When I was 17 my great aunt Alabama Honchell, called Bama for short, asked me to come over to her house. She was 99 years old at the time. She knew I wanted to be a writer, so she made me promise to write a story about her life and call it “99 Years.”

The day after I made the promise I returned to her house and she started telling me about her life. She told me how she got sick when she was very young, maybe five or six or seven, and had to stay in bed, and even though she recovered she couldn’t remember anything from before the sickness, and so she lost the first five or six or seven years of her life. That was strange to me, that at 99 years old it bothered her that she couldn’t remember her first seven years.  But she kept her mind all the way up until the end. Her memory was better than most people’s, even at 99.

Aunt Bama graduated from High School in a time when that was certainly not a given and went on to earn her teaching certificate.  There were three levels of teaching certificates. Hers was grade 1, the highest. She taught for several years until she got married and moved to Ohio, though she later returned to Kentucky.

For years Aunt Bama and Uncle Bob lived on a farm. When I was a kid they sold the farm and moved into a house not too far from ours. Aunt Bama would live in that house for ten years, but Uncle Bob would only live there for three.

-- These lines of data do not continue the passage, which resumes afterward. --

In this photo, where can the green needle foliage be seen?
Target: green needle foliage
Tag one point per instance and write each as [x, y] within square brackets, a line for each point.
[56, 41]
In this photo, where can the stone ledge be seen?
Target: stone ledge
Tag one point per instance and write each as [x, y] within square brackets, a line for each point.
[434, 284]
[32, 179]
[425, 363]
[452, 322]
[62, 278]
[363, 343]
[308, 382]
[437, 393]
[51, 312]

My Aunt Bama was good at cooking, and an expert seamstress, and great with plants; she was good at doing almost anything with her hands, at creating or growing or building. She was very intelligent and even the last Sunday of her life she knew what day it was. It was not until the very end, lying there in the hospital bed the last week after the last Sunday, that she could no longer recognize us.
           
I was a pall-bearer at her funeral. It was way far out, in Rough Creek cemetery a million miles away from town, down a winding country road.  When they lowered her into the ground all I could think about was how when I was really little out on the farm she taught me how to play baseball, how to steal bases when the other guy wasn’t looking. And I thought about how when I was little my parents told me, trying to prepare me and soften the blow, that Aunt Bama probably wouldn’t be around much longer, and how pleased I was that they were wrong.

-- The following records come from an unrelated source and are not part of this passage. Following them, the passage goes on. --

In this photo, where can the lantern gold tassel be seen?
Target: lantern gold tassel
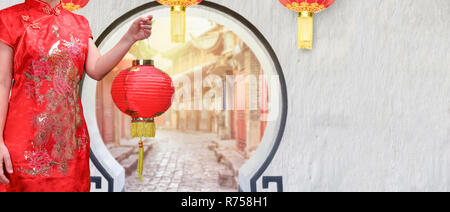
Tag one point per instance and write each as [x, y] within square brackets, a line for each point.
[178, 23]
[305, 30]
[143, 127]
[141, 159]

She was 99 years old when she called me over to tell me her life story, and she told me she was worried that she was going to die soon. You would think someone at that age would be worn out and ready to go, but not her; she still had too much to do.

I kept my promise, and I wrote her story, “99 Years.” I was in college and I wrote it as my final project for my final class. That was appropriate, since Aunt Bama paid for much of my college education with the money she made from selling the farm. I wrote her story the best I could, but I’ve never come close to repaying the debt I owe her.